A mí de pequeñita me daban nostalgia a cucharadas
2024
Installation
La Casa Encendida
Madrid

Part of Generaciones

Images © Maru Serrano / LCE

When I was little, they gave me nostalgia by the spoonful — marks an early step in my research on food as an element that sustains us and preserves our cultural traditions. The project takes shape as a multidisciplinary installation in which I draw upon the various media that accompany my practice.

For me, cooking is an act deeply tied to the concepts of home, community, and sustenance. Cooking speaks to us of connection — with stories, people, places, lives, ingredients… Cooking brings us closer to who we are. It offers safety and comfort amidst so much uncertainty. Cooking is also a way of traveling through time, bringing ancestral wisdom and building the future. At the same time, cooking (and eating) are acts that require deep presence.

Starting from the Yoruba proverb “Aye loja, Orun nile,” which means “the earth is a market, the sky our home,” and in line with the symbolic journey that characterizes my work, I return to my own memories to reimagine this space of exchange and connection.

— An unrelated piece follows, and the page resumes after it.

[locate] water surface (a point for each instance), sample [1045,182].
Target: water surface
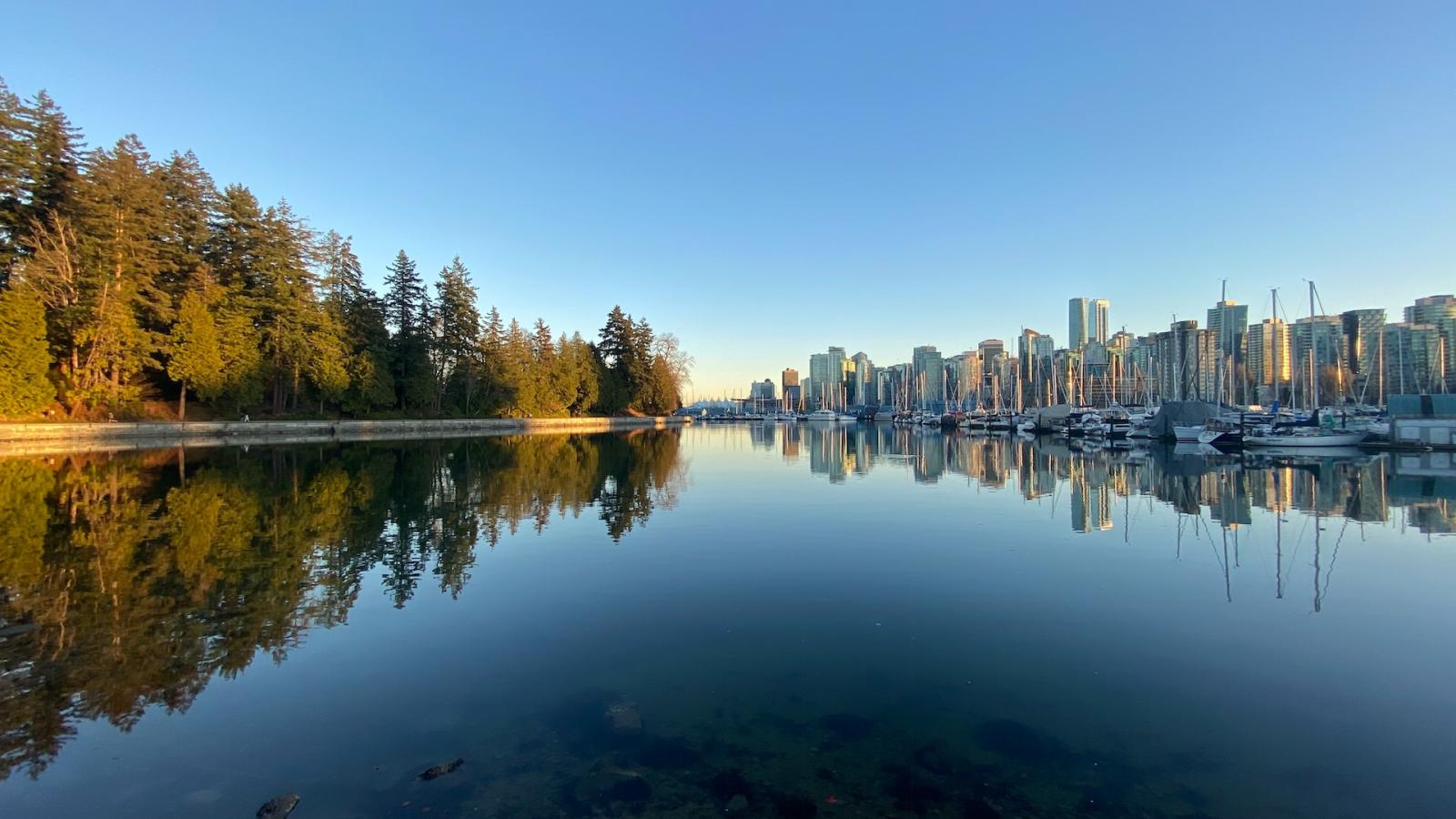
[771,622]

“I come from a market. My family home is in the heart of a market, though it wasn’t always that way. At first, there was nothing, and over time it was built up around the house, creating labyrinths and inviting inhabitation. There are people there, and spirits too — those who have died and those who have not yet been born. They come to the market to buy, sell, and investigate.

No one lives in our house anymore, though some come and go. Instead, it is inhabited by spirits who were meant to come buy and return to the sky, but couldn’t. That’s why the patio has become a restaurant open to the public. There, food from the SW and NW regions of Cameroon is served, and every day, children, elders, street vendors, bayam-sellam, bensikineurs, and even a spirit or two come by.”

This project understands cooking as the ability to experiment, as a web of connections and “possibilities of,” as well as the stories that can be told through the process. To do this, I work with photographs, objects, and ingredients, as well as text — generating this confluence of organic and inorganic elements. The result highlights the power each of these elements holds in defining identities, stories, and communities.